Loading raw data into spikeinterface is straightforward, though I had to jump through some hoops to make it load our SALPA-preprocessed data. Check out the "SI Hoops" notebook for details. It also teaches you how to tell spikeinterface about the geometry of the Neuropixels probe.

In [None]:
from google.colab import drive
drive.mount('/content/drive')
!ls /content/drive/MyDrive/datasai-daw

In [None]:
root = "/content/drive/MyDrive/datasai-daw/data/2021-07-20_11-59-01"
src = Path(root) / "Record Node 115"

To load the raw data, you would do:

    rec = se.read_openephys(src, stream_name="Record Node 115#Neuropix-PXI-111.0")
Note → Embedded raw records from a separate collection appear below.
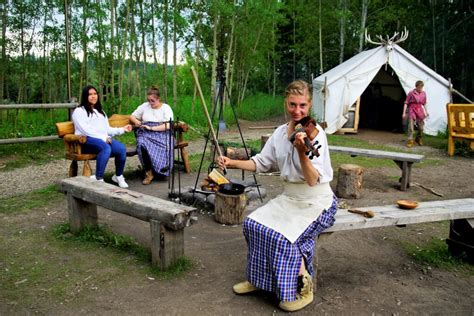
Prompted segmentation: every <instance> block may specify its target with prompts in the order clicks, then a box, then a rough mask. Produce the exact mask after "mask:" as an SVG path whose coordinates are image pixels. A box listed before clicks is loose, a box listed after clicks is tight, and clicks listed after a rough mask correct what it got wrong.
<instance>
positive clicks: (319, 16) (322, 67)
mask: <svg viewBox="0 0 474 316" xmlns="http://www.w3.org/2000/svg"><path fill="white" fill-rule="evenodd" d="M322 19H323V14H322V9H321V0H319V72H320V73H323V72H324V71H323V27H322V23H321V20H322ZM285 113H286V112H285Z"/></svg>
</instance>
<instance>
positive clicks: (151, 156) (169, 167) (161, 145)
mask: <svg viewBox="0 0 474 316" xmlns="http://www.w3.org/2000/svg"><path fill="white" fill-rule="evenodd" d="M130 120H131V121H132V123H133V124H134V125H135V126H136V127H139V129H138V132H137V152H138V157H139V159H140V162H141V164H142V166H143V169H144V170H145V179H144V180H143V182H142V183H143V184H145V185H147V184H150V183H151V181H152V180H153V177H154V173H155V174H158V175H162V176H169V175H170V171H171V169H172V168H173V160H174V159H173V148H174V138H173V137H172V131H171V125H170V124H171V123H172V121H173V110H171V107H170V106H169V105H168V104H166V103H163V102H161V100H160V91H159V90H158V88H156V87H151V88H150V89H149V90H148V92H147V102H145V103H143V104H142V105H140V106H139V107H138V108H137V109H136V110H135V111H134V112H133V113H132V115H131V116H130Z"/></svg>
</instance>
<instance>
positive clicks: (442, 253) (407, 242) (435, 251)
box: [401, 238, 474, 275]
mask: <svg viewBox="0 0 474 316" xmlns="http://www.w3.org/2000/svg"><path fill="white" fill-rule="evenodd" d="M401 244H402V247H403V248H404V249H405V251H406V253H407V254H408V255H409V256H410V257H412V258H413V259H414V260H415V262H417V263H419V264H422V265H426V266H433V267H437V268H442V269H446V270H452V271H461V272H465V273H467V274H470V275H474V266H473V265H470V264H469V263H467V262H466V261H465V259H466V258H465V257H463V256H461V257H453V256H451V254H450V253H449V251H448V246H447V244H446V242H445V241H444V239H440V238H432V239H431V240H430V241H428V242H426V243H423V244H415V243H411V242H401ZM424 269H425V268H424ZM425 271H426V269H425Z"/></svg>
However, we will read the pre-processed data:

In [None]:
rec = si.load_extractor(src / "salpa")

This data set is an hour long, so spike sorting can take many hours. For the purposes of this tutorial, we will work with a subset of the data:

In [None]:
rec_sub = rec.frame_slice(start_frame=0.0*fs_Hz, end_frame=5.0*60*fs_Hz) # grab 5 minutes

That's still 6.5 GB of data, so feel free to experiment with an even shorter snippet. However, too short a snippet will make the sorters produce unreliable output.

Choose one of the installed sorters:

In [None]:
ss.installed_sorters()

and educate yourself on the available parameters for that sorter:

In [None]:
ss.get_default_sorter_params('herdingspikes') # or 'mountainsort5', etc.

It is worth looking at the documentation for the sorter to see what they have to say about the parameters. Especially important are options that allow you to use more than one CPU or GPU core. Also, make sure that your Colab runtime has a GPU and lots of memory.

Next, set a destination folder:

In [None]:
dst = Path("/content/drive/MyDrive")

and run *one* of the following:

In [None]:
sorting_hs = ss.run_sorter("herdingspikes", rec_sub, output_folder=dst / 'res_slp_hs', verbose=True, filter=False)

In [None]:
sorting_ms = ss.run_sorter("mountainsort5", rec_sub, output_folder=dst / 'res_slp_ms', verbose=True, filter=False)

In [None]:
sorting_tri = ss.run_sorter("tridesclous2", rec_sub, output_folder=dst / 'res_slp_tri', verbose=True, filter=False)

In [None]:
sorting_sc2 = ss.run_sorter("spykingcircus2", rec_sub, output_folder=dst / 'res_slp_sc2', verbose=True, filter=False)

You may well run into a few errors. That's OK. Resolving those is part of the exercise. But don't bang your head against any brick walls. Ask for help instead!